Eliciting Multimodal Gesture+Speech Interactions in a Multi-Object Augmented Reality Environment

Xiaoyan Zhou,Adam S. Williams,Francisco R. Ortega
DOI: https://doi.org/10.1145/3562939.3565637
2022-07-26
Abstract:As augmented reality technology and hardware become more mature and affordable, researchers have been exploring more intuitive and discoverable interaction techniques for immersive environments. In this paper, we investigate multimodal interaction for 3D object manipulation in a multi-object virtual environment. To identify the user-defined gestures, we conducted an elicitation study involving 24 participants for 22 referents with an augmented reality headset. It yielded 528 proposals and generated a winning gesture set with 25 gestures after binning and ranking all gesture proposals. We found that for the same task, the same gesture was preferred for both one and two object manipulation, although both hands were used in the two object scenario. We presented the gestures and speech results, and the differences compared to similar studies in a single object virtual environment. The study also explored the association between speech expressions and gesture stroke during object manipulation, which could improve the recognizer efficiency in augmented reality headsets.
Human-Computer Interaction
What problem does this paper attempt to address?
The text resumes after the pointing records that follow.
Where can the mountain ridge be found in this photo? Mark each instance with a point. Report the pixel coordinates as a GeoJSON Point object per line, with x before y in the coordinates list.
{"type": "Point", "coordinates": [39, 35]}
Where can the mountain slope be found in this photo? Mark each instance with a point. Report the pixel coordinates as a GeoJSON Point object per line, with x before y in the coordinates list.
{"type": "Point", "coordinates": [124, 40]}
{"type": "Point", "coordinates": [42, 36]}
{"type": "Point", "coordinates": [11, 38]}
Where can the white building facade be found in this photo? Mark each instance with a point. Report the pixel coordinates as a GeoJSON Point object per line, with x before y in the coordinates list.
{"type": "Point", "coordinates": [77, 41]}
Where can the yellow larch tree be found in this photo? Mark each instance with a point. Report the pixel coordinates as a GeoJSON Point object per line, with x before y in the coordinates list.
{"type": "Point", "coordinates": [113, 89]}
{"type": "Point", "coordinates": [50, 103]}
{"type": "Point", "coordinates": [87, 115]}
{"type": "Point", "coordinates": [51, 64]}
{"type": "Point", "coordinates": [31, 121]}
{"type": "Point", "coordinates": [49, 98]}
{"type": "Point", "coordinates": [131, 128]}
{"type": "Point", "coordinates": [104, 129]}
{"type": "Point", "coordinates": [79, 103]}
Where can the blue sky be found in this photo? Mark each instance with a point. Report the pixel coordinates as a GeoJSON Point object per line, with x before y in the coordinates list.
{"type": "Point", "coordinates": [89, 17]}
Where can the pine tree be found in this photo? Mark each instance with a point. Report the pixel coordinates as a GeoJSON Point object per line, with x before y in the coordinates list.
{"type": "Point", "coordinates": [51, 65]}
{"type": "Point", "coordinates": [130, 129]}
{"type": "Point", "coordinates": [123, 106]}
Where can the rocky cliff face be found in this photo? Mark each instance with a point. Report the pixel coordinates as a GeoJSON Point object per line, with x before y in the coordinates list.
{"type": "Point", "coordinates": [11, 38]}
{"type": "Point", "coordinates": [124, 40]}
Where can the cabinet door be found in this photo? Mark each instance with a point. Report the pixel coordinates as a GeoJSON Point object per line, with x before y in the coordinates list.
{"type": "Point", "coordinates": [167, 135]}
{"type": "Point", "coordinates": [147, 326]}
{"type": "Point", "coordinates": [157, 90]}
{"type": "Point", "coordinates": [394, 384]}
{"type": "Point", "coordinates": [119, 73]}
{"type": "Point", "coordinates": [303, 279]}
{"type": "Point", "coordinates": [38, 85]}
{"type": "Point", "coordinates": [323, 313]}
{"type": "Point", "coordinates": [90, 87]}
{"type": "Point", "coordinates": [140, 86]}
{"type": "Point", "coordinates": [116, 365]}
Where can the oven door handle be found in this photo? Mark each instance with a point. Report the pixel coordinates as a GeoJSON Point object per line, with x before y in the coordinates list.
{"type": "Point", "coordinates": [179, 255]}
The problem that this paper attempts to solve is how to design an intuitive and easy - to - discover multimodal gesture + voice interaction technology in a multi - object augmented reality environment. Specifically, the research focuses on the following key issues: 1. **Performance of multimodal interaction in multi - object virtual environments**: The research explores whether multimodal interaction (especially the combination of gestures and voice) is different from the interaction in a single - object environment when there are multiple objects in the environment. 2. **Impact of multi - object environments on user - proposed gestures and voices**: The research analyzes whether the interaction gestures and voice commands proposed by users in a multi - object environment are significantly different from those in a single - object environment. 3. **Gestures preferred by users in multi - object manipulation**: The research investigates whether users are more inclined to use both hands when manipulating multiple objects, and how these gestures are different from those in single - object manipulation. 4. **Association between voice expressions and gesture actions**: The research explores the association between the voice expressions used by users and their gesture actions during object manipulation, which helps to improve the efficiency of the recognition system in augmented reality headsets. Through the exploration of these issues, the research aims to understand the characteristics of multimodal interaction in multi - object virtual environments and provide guidance for future designs.